Durnwalder: Erfolgsmodell Südtirol
Südtirols Landeshauptmann Luis Durnwalder betonte die europäische Dimension der Verfassungsdiskussion.
Gerade vor dem Hintergrund regional unterschiedlicher Zugänge sei es wichtig, über den Föderalismus
zu sprechen. Nicht zuletzt ob der Mentalitätsunterschiede in den einzelnen Staaten gebe es unterschiedliche
Regelungen, und gerade in Italien bestehe in dieser Hinsicht nach wie vor Handlungsbedarf, komme es doch auf die
praktische Umsetzung jener Absichtserklärungen an, die sein Vorredner angesprochen habe.

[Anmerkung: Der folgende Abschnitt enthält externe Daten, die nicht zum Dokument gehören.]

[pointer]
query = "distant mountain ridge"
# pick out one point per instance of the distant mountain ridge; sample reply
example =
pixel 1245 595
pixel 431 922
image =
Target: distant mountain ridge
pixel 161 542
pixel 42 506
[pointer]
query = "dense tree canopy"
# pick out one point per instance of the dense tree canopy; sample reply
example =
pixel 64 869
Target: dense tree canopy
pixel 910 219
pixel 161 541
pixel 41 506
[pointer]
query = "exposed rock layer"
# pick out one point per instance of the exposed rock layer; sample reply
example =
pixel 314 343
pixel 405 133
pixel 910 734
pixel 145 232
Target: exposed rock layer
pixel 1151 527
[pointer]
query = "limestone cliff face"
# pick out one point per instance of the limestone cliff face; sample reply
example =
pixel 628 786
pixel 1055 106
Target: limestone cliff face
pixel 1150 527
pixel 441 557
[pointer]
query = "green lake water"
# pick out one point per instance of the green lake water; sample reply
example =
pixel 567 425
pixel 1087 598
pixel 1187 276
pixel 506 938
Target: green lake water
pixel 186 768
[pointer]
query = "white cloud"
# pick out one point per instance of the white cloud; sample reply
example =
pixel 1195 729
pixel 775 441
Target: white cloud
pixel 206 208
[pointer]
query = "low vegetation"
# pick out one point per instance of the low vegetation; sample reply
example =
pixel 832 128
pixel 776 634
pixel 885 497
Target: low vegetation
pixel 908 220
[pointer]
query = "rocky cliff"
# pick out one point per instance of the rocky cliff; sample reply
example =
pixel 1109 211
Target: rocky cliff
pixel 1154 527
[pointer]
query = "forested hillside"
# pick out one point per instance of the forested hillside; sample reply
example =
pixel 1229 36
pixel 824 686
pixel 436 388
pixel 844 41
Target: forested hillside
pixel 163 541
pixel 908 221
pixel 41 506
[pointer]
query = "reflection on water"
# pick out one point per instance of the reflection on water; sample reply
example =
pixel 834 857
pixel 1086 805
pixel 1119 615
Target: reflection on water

Durnwalder illustrierte anhand konkreter Beispiele die Verfassungsrealität im heutigen Italien, dabei vor
allem auf die Rechte von Regionen mit Normal- und Regionen mit Sonderstatut – Sizilien, Sardinien, Friaul-Julisch
Venetien, Aostatal, Trentino und Südtirol - eingehend. Neben diesen Formen regionaler Autonomie gebe es aber
noch eine weitere Ebene, und diese betreffe eben Südtirol, habe Südtirol doch eine Autonomie auf Basis
eines internationalen Vertrages. Gerade um diesen Vertrag habe es in den fünfziger und sechziger Jahre zum
Teil heftige Debatten gegeben. Mit dem so genannten Paket, welches die Interpretation des ersten Autonomiestatus
darstelle, sei die ganz besondere Stellung von Südtirols Autonomie allgemein anerkannt worden, wobei Österreich
hierbei eine Schutzfunktion zukomme.
Durnwalder referierte sodann über die Vorteile und Möglichkeiten der Autonomie, von denen auch die Regionen
mit Normalstatut, zumal im Lichte der Erfahrungen, die in Südtirol gemacht wurden, profitieren könnten.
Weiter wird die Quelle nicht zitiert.